In layman’s terms, FPI refers to investing in the financial assets of a foreign country, such as stocks or bonds available on an exchange. The FPI flows are only expected to increase as India presents higher growth opportunities, which the global investors can no longer ignore.
Mauritius and its Indian connection
Mauritius is a small island off the coast of Africa. What makes the country so interesting is that it is the only country in Africa which is a Hindu majority. 6,70,000 Hindus reside in the tiny and picturesque country. There are hundreds of Hindu Temples in Mauritius.
As a result, Mauritius and India have excellent bilateral relations and people to people ties. Under PM Pravind Jugnauth, those ties have only soared. Indians are extremely proud of the diplomacy extended to the vanilla Islands as it strengthens India’s naval position against China’s invasive and belligerent ambition in the Indian Ocean.
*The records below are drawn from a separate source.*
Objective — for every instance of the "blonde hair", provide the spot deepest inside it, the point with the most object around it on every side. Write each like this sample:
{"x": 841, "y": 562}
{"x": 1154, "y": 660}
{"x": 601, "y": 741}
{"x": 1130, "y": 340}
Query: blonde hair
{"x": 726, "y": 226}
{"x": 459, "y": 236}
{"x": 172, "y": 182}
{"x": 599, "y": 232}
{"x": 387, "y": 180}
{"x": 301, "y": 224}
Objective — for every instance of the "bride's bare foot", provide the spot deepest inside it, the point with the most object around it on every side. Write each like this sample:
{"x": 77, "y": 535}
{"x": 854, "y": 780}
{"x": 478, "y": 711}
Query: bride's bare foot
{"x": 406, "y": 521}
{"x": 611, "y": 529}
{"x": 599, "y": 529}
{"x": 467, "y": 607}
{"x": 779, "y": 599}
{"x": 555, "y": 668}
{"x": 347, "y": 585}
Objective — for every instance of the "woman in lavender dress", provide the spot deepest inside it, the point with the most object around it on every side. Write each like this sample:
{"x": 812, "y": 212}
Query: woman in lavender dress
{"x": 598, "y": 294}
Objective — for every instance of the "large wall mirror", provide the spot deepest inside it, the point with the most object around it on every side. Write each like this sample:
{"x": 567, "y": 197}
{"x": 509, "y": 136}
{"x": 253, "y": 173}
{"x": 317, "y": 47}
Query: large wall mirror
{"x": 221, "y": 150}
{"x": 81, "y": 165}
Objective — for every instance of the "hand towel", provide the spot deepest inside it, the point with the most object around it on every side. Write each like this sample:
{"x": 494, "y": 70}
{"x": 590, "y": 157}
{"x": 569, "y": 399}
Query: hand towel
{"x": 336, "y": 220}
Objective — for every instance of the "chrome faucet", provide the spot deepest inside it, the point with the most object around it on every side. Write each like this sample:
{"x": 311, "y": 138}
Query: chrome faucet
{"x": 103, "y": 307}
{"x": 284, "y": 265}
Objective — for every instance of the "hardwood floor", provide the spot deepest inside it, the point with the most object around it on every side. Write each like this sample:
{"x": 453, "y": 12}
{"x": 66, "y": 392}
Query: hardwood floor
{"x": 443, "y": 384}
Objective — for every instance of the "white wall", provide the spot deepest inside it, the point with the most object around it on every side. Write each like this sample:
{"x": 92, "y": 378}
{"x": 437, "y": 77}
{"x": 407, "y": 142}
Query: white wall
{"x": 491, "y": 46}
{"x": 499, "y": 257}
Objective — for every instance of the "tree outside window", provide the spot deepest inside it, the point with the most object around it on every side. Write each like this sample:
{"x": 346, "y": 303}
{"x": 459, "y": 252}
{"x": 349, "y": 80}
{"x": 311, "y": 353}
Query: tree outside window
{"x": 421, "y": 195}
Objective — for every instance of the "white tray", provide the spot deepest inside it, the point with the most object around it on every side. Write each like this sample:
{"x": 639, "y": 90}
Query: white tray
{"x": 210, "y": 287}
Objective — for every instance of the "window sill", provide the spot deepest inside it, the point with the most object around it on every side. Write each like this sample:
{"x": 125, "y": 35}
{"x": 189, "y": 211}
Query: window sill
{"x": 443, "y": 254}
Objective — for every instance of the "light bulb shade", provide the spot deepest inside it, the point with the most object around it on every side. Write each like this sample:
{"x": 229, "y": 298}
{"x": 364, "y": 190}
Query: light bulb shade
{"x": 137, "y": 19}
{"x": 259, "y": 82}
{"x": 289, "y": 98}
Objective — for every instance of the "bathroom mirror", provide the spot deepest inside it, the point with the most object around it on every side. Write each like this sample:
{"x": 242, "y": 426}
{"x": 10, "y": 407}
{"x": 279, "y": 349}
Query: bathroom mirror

As reported by TFI, the project was broached during the United Progressive Alliance (UPA) government in 2005 but was unable to get underway. Nevertheless, in 2015, after PM Modi visited the island nation, he signed an agreement to develop the strategically important airbase. A new life was granted to the project in 2018 when it was handed over to India’s AFSCONS Infrastructure.
Mauritius getting back on its feet can largely be attributed to India’s support to the country during the tumultuous times and its clout in the Paris-based watchdog.
Reportedly, when External Affairs Minister S Jaishankar visited Mauritius earlier this year in February, Prime Minister Pravind Jugnauth remained thankful to the Indian government and stated, “Based on the respect for the rule of law, in that context, we reviewed the latest developments in respect of the completion of the decolonisation of Mauritius, a matter on which India has given its unflinching support right from the beginning of our struggle.”
The whitelisting would significantly boost the investment morale of companies across the globe which prefer Mauritius as a destination to make investments in India. If the RBI can keep a strict check on the investments, and foil the notorious elements looking to use the route to launder money once again, the decision of FATF to bring Mauritius back into the game could have a huge financial upside for India.